Arrested lawyer decries police tactics

A prominent Kitchener, Ont., defence lawyer has been charged with obstructing justice. Police say Hal Mattson, who once represented Michael Rafferty, one of the accused in the murder of eight-year-old Victoria Stafford of Woodstock, Ont., tried to influence witness testimony in an attempted murder case.

Waterloo Regional Police Service spokesman Olaf Heinzel says police received a complaint in October during the preliminary stage of a criminal trial for five people charged with attempted murder and drug offences last year related to a shooting in Cambridge, Ont.

Mattson didn’t represent any of the accused when the alleged obstruction occurred but was involved in the case at one time. While he won’t comment on the charges, he says he’s looking forward to defending himself.

“In my own head, I’m certainly thinking about it quite a bit,” he says. “One of the most frustrating things is you really want to talk to people about it and you’d really like to say what you feel but you can’t.”

The Cambridge case wrapped up on Nov. 9 with three of the accused pleading guilty to aggravated assault. A fourth person pleaded guilty to accessory after the fact, while charges against the fifth were withdrawn.

That same afternoon, police made their move on Mattson, picking him up inside a Tim Hortons coffee shop across the street from the Kitchener courthouse.

According to Mattson, four detectives approached him with a warning that more were standing by. They then took him outside while handcuffed and carted him away to the nearest police station.

The public nature of the arrest irritated Mattson, especially given that police were eventually willing to release him on a promise to appear.

“I thought it was unnecessary to arrest me in a public place, put handcuffs on me, and hold me for three-and-a-half hours,” Mattson says. “The police have their tactics, and I’m not sure why.”

Mattson feels police could have approached him in private or asked him by phone to go to the police station, but Heinzel defends officers’ actions as an effort to try to be consistent in the way they arrest suspects.

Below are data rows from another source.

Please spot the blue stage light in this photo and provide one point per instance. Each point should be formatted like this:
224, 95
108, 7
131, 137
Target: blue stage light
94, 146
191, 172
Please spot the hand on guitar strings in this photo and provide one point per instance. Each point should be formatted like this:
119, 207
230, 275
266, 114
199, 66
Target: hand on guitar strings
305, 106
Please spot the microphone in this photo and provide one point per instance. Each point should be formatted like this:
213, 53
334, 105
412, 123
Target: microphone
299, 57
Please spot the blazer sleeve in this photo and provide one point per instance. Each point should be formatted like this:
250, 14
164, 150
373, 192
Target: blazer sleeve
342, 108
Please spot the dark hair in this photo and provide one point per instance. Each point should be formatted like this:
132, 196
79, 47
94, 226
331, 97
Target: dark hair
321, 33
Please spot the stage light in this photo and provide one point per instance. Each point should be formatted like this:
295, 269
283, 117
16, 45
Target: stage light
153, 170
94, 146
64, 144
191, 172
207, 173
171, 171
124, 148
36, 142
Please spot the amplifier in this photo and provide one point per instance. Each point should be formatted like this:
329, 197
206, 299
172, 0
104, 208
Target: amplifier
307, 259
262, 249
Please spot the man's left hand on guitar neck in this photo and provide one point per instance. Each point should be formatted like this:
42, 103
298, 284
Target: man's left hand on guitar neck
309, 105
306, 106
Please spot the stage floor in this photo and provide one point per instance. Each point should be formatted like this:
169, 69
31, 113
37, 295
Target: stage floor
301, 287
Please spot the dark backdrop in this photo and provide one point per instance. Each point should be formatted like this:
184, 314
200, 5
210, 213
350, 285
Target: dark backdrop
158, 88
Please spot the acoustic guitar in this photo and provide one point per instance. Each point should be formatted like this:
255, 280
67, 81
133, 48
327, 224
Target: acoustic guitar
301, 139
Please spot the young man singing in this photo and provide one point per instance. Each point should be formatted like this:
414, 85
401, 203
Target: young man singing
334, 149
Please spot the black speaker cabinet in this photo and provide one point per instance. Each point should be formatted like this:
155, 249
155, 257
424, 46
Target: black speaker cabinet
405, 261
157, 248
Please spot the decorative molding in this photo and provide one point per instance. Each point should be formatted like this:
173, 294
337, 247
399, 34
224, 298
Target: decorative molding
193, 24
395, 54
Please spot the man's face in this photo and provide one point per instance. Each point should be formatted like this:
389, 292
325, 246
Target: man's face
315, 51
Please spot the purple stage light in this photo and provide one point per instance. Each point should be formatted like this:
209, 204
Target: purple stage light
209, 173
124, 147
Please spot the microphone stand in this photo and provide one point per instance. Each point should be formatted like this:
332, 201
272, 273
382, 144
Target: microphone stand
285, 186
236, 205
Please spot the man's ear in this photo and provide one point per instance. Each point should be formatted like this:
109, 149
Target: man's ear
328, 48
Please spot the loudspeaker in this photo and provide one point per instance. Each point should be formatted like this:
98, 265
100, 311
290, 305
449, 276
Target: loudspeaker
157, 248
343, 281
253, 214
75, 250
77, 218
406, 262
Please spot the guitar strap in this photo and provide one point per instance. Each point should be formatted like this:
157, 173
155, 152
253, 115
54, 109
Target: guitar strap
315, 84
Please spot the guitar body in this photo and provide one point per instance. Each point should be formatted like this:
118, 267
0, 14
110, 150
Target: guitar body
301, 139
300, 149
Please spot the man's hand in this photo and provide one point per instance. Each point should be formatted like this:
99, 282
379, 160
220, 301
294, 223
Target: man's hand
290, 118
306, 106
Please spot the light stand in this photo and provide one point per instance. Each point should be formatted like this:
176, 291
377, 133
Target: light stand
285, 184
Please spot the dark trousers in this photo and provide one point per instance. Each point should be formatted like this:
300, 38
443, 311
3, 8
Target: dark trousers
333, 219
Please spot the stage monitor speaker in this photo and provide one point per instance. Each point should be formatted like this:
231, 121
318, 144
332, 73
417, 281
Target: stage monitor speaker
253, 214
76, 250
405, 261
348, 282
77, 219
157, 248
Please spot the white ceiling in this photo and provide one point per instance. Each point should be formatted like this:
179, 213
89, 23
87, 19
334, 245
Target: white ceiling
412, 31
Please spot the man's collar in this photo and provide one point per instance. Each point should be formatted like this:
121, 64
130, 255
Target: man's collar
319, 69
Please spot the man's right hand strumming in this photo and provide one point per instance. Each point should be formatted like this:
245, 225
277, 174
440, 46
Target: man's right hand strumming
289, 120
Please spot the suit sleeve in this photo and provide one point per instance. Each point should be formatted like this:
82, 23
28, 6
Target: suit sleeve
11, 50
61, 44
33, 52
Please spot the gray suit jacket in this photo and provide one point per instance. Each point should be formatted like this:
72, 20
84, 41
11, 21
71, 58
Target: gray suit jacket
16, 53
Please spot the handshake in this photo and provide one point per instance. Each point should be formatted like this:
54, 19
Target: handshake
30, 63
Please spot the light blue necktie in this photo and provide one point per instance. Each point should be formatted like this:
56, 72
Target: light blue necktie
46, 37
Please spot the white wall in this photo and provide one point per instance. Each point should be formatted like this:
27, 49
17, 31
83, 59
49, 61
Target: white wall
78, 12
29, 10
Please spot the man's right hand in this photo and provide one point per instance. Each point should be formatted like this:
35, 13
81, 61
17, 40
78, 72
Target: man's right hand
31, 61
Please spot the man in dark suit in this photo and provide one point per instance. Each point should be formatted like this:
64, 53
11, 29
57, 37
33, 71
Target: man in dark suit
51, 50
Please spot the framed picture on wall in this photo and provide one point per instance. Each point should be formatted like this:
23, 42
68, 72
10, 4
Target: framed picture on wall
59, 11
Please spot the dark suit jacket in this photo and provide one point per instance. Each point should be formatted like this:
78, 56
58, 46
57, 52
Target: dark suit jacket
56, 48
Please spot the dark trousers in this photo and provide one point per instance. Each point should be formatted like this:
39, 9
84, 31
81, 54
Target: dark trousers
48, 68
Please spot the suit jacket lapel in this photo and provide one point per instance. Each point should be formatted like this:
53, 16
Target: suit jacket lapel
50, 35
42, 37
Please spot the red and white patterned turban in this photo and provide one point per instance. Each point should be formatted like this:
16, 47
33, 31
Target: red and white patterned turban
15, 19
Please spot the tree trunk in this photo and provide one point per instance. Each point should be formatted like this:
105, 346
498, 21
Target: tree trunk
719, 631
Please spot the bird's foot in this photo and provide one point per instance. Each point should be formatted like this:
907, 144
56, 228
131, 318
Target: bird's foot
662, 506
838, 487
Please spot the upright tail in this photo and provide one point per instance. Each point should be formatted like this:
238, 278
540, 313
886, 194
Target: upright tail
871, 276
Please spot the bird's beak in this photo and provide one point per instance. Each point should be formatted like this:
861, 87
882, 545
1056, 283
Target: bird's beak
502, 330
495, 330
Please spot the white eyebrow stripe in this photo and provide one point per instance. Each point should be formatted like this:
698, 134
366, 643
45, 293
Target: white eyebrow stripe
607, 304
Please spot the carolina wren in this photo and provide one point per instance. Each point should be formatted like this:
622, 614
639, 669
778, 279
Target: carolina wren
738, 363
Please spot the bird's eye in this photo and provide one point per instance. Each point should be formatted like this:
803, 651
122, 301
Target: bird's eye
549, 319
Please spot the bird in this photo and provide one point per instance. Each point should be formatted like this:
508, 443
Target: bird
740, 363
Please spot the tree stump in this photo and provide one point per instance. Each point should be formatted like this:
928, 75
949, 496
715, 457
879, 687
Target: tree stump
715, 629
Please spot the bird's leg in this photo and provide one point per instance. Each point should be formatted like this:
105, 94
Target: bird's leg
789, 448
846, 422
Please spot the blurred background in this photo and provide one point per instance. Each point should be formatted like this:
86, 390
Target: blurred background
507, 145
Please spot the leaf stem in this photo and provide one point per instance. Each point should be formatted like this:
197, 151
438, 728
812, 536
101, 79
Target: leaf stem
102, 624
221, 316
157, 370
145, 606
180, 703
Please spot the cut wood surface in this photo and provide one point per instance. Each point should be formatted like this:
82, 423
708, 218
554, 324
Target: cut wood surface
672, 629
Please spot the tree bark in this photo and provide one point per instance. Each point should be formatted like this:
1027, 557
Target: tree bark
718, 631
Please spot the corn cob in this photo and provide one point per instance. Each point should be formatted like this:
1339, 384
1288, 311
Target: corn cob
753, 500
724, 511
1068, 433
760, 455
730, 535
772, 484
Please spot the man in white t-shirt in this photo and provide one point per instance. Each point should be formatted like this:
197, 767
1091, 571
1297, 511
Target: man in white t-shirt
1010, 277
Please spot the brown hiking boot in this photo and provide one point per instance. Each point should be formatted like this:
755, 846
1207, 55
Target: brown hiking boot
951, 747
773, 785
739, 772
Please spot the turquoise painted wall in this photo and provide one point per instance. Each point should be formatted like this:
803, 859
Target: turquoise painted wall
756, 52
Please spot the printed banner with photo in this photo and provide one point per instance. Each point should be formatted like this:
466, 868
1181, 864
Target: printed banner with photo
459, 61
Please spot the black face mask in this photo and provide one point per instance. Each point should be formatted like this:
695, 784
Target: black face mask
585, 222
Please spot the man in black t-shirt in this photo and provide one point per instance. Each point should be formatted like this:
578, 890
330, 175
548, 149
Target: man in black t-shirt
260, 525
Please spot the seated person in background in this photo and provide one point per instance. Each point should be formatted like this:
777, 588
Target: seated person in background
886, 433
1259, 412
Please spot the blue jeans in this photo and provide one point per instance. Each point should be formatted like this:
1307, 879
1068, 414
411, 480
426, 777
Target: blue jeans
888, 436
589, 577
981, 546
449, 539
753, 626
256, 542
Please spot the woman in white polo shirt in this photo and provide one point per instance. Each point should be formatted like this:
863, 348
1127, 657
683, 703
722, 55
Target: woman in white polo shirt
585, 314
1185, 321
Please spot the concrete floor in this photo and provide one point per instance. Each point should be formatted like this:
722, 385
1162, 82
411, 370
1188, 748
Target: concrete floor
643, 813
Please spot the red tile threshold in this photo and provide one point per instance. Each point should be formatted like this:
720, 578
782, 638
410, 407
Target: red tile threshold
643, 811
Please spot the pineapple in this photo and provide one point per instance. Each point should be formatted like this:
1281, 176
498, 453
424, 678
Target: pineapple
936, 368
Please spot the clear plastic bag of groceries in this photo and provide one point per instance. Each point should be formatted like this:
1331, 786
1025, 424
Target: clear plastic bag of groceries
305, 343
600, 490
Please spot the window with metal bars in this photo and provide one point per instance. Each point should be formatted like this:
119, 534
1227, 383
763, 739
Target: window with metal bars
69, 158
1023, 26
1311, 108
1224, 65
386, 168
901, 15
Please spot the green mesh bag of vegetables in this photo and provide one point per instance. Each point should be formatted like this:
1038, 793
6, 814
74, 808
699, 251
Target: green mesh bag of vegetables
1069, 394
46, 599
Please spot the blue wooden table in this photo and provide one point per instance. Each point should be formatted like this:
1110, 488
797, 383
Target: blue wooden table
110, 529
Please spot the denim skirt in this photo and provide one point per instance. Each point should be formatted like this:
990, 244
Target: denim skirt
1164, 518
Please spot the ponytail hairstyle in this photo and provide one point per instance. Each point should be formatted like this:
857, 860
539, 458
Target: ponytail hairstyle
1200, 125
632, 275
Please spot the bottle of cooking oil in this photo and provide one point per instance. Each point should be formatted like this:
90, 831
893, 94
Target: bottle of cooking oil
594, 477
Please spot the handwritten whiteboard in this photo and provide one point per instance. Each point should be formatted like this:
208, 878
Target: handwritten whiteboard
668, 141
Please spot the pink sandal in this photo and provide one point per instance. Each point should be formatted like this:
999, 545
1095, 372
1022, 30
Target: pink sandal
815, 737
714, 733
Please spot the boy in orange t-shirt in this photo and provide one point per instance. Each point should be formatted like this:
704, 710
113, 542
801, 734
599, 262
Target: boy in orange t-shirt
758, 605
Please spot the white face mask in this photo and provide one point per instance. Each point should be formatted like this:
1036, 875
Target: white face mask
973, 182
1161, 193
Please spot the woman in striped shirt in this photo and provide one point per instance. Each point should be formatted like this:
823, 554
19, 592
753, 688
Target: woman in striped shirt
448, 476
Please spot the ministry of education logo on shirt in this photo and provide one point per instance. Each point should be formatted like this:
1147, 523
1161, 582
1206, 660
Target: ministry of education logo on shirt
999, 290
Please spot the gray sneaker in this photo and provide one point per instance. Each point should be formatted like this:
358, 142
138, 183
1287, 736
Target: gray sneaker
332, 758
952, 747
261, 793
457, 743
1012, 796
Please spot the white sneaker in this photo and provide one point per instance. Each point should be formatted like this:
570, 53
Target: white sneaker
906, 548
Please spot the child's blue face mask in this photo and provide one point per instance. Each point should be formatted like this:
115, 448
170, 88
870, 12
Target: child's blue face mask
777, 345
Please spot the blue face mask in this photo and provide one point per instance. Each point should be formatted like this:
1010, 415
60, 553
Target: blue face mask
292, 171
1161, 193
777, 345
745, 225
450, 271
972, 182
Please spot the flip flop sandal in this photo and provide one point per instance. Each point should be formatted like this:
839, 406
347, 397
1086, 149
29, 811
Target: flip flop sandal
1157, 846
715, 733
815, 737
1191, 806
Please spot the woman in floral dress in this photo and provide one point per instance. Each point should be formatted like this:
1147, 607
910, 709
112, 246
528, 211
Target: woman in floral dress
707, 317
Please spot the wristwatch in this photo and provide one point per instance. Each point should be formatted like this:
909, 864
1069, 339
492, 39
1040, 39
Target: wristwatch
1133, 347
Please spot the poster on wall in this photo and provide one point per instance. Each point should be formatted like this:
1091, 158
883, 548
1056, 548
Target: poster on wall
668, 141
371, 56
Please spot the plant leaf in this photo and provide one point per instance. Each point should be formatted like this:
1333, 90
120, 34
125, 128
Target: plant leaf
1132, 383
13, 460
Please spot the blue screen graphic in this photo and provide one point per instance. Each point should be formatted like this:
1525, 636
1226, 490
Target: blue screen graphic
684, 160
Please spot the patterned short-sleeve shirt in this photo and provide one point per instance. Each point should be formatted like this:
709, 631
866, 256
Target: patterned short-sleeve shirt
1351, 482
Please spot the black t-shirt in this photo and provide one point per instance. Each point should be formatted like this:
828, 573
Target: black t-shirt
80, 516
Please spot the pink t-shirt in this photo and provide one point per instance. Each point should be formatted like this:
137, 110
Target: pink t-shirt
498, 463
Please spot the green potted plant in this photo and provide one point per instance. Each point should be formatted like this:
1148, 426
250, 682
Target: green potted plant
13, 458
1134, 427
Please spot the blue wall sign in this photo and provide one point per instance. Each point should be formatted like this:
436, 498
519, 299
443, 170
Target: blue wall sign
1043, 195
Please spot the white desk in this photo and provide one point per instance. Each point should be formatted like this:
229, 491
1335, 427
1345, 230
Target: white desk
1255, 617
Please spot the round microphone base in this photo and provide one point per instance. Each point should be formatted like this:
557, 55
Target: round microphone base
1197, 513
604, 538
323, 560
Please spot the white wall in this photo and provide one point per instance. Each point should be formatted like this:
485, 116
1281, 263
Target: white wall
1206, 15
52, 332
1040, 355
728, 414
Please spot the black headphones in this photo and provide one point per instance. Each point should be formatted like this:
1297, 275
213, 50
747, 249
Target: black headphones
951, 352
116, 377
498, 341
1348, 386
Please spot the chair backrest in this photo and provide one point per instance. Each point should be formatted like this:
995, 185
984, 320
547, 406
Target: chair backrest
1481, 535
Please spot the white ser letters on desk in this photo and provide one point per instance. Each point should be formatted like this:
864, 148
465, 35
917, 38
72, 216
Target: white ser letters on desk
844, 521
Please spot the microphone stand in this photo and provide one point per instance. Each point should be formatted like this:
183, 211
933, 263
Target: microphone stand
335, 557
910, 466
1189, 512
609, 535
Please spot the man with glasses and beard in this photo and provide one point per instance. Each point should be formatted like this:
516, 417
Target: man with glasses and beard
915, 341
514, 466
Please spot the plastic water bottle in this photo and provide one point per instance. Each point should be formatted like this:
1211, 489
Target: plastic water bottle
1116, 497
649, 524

“Police do what they need to do to ensure that somebody is taken into custody safely,” he says. “It’s not unusual to do arrests like that, although it’s not as common to be arresting someone who’s fairly known in the community.

"It was done smoothly and without incident, and if he has concerns about how it was handled, we do have a complaint process.”

Since then, Mattson says he has tried to adopt a business-as-usual approach by representing clients as normal and attending court every day.

“I’m getting through the days, but it’s a little tough,” he says. “The difficulty I’m having is the same problem everybody has when they’re charged with an offence.

It causes them a little consternation. It’s always worrisome when you’re put before the court system.
“I know that from having been a criminal lawyer for 25 years.”

The episode has changed Mattson’s perspective on the experiences of clients who come to him for help, he notes. “I have a new-found understanding of how people feel when they’re being arrested and put through the process I was.

Because we do the job every day, we just assume it’s nothing. But having been through it, I think there’s a lot of people who are in positions of authority who would gain a lot of understanding of how arrested persons feel if this happened to them.”

Mattson says he has been pleased with the reaction by fellow members of the Kitchener bar to his arrest. “I’m sure some of them are a little tentative because of the adversarial roles we play every day, but overall, I think people have been very supportive of me.”

Kitchener prosecutor Bill Wilson says the Crown turned Mattson’s file over to the regional Crown office in London, Ont., because of the accused lawyer’s long involvement with the local bar.
“It’s a conflict,” Wilson says. “He works here and he has for years.”

Mattson represented Rafferty for about six weeks from the time of his arrest in connection with Stafford’s murder.

But after relations between the pair broke down, they parted ways. “We came to a fork in the path that wouldn’t allow us to represent him, and I don’t think he would have appreciated our representation, unfortunately,” Mattson says. “Our solicitor communication had broken down.”

Mattson, who has also represented suspected gang members and defendants in complex cases, says the one that led to his arrest was much more straightforward.

“There’s nothing really unusual about the case and the role of the lawyer in my opinion. It wasn’t like some sort of Hells Angels case with a secret informant. There was nothing unusual.”

At the same time, Mattson believes the complaint has nothing to do with his reputation and relatively high profile in the region. “I don’t believe there’s any maliciousness in this and I’d be very disappointed if that’s the case.”

Mattson is scheduled to appear in the Ontario Court of Justice on Dec. 8.